The binding efficiency of anti‐S1 and anti‐S2 IgGs towards m‐S protein. (A) Flow cytometry showing that anti‐S1 and anti‐S2 IgGs specifically bind to m‐S protein on AD293 cells. The shaded peaks represent the background signal, i.e. cells without IgG incubation, and the non‐shaded peaks represent cells incubated with 0.8 (upper panel) or 3.2 (lower panel) mg/ml of anti‐N, anti‐S1 and anti‐S2 IgG as indicated. (B) Anti‐S1 IgG binds more efficiently to m‐S protein than anti‐S2 IgG does. The error bars represent the SD of the triplicates. (C) The results of the serial antibody binding and depleting assay. The upper and lower panels show the decrement of MFI and percentage of remaining IgG after each round of depletion, respectively. Each data point represents the average value of three triplicates.

Figure 4

Abolition of receptor binding by anti‐S1 and anti‐S2 IgGs in cell‐based receptor binding assay. (A) The abolition of receptor binding by anti‐S1 and anti‐S2 IgGs is specific. Ligand cells, i.e. AD293‐S/GFP, incubated with anti‐S1 and anti‐S2 IgGs showed a substantially smaller number of bound cells (green fluorescent spots) when compared with those incubated with anti‐N IgG or no IgG incubation. The images shown are representative views (magnification of 100×) of each treatment as indicated. (B) Abolition of receptor binding of different types of ligand cells by anti‐S2 IgGs. The significance of differences between the numbers of bound cells of the control IgG, i.e. anti‐N IgG, and anti‐S1 or anti‐S2 IgG is represented by asterisks (P < 0.01, ∗∗ or P < 0.05, ∗). The results are presented in average of the triplicates with S.D. The types of ligand cells used are indicated at the top of each data group. (C) The blocking efficiency of anti‐S1 IgG is higher than that of anti‐S2 IgG under the same concentrations tested. Each data point represents the average value of three replicates.
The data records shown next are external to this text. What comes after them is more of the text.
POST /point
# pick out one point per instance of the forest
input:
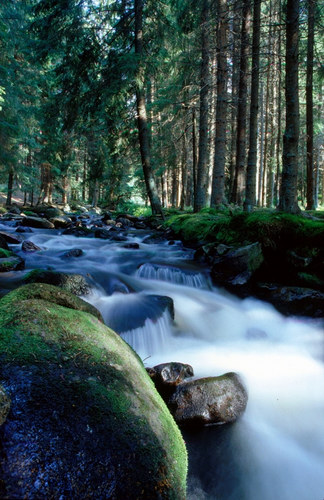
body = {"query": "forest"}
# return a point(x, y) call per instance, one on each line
point(185, 104)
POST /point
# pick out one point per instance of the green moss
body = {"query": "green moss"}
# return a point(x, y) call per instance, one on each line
point(87, 366)
point(271, 228)
point(5, 253)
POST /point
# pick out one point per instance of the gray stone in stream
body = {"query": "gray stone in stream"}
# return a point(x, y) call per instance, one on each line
point(37, 222)
point(10, 238)
point(74, 283)
point(29, 246)
point(74, 252)
point(167, 376)
point(12, 263)
point(212, 400)
point(237, 266)
point(61, 221)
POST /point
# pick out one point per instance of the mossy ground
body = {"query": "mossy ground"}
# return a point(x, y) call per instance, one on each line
point(271, 228)
point(97, 378)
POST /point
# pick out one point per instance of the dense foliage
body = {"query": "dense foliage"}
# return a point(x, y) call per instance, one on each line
point(76, 86)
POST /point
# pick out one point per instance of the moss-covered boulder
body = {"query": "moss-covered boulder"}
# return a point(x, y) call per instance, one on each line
point(11, 263)
point(85, 419)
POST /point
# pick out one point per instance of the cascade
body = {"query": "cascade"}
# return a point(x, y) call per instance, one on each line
point(276, 450)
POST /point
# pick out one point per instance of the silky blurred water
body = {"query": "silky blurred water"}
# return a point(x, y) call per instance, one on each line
point(276, 450)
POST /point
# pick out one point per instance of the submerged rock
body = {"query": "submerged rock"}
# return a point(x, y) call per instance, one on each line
point(167, 376)
point(74, 283)
point(211, 400)
point(11, 263)
point(37, 222)
point(29, 246)
point(85, 419)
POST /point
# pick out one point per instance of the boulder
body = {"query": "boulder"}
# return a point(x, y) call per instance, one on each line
point(10, 238)
point(74, 283)
point(37, 222)
point(11, 263)
point(29, 246)
point(167, 376)
point(236, 266)
point(61, 222)
point(85, 419)
point(4, 405)
point(212, 400)
point(74, 252)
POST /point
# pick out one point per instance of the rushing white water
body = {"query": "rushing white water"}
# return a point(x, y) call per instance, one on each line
point(276, 450)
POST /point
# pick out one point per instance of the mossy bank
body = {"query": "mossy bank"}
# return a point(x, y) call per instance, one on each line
point(85, 419)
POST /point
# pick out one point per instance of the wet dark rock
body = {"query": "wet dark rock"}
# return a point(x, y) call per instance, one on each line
point(10, 238)
point(11, 263)
point(21, 229)
point(236, 266)
point(37, 222)
point(3, 243)
point(103, 234)
point(212, 400)
point(140, 225)
point(74, 252)
point(132, 314)
point(118, 237)
point(74, 283)
point(61, 222)
point(167, 376)
point(48, 211)
point(155, 239)
point(294, 299)
point(14, 209)
point(79, 231)
point(4, 405)
point(29, 246)
point(134, 246)
point(125, 222)
point(85, 421)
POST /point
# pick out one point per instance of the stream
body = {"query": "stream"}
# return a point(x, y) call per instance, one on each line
point(276, 450)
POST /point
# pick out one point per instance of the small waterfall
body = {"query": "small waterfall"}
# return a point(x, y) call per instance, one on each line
point(172, 275)
point(153, 337)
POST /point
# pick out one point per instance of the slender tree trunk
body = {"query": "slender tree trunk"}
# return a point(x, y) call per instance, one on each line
point(143, 132)
point(288, 193)
point(218, 185)
point(10, 186)
point(194, 152)
point(250, 195)
point(239, 181)
point(309, 108)
point(235, 55)
point(202, 167)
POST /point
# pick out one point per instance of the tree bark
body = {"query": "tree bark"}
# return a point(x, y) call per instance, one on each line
point(250, 195)
point(309, 109)
point(288, 192)
point(218, 184)
point(239, 181)
point(200, 198)
point(10, 186)
point(143, 132)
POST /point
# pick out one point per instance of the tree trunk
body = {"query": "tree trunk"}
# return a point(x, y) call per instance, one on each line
point(309, 108)
point(239, 181)
point(288, 193)
point(143, 133)
point(250, 195)
point(218, 185)
point(10, 186)
point(202, 167)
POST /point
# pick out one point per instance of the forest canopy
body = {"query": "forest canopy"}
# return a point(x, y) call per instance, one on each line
point(188, 104)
The x‐axis, i.e. IgG concentration, is presented in logarithmic scale.

Figure 5

The role of S2‐Ept in virus neutralization. (A) Identification of S2‐Ept peptide using Western blot. (B) The neutralizing titer of S2‐Ept depleted anti‐S2 IgG is lower than the mock depleted anti‐S2 IgG (0 mg/ml). The results were presented as the average of geometric mean of neutralizing titer of three replicates and the error bar represents its SD. The statistical significance of differences between the geometric mean of neutralizing titer of dep‐anti‐S2 IgG and mock depleted anti‐S2 IgG is represented by an asterisk (P < 0.05, ∗). It is noted that no significant decrease of neutralizing titer was observed between dep‐anti‐S1 IgG and mock depleted anti‐S1 IgG (data not shown).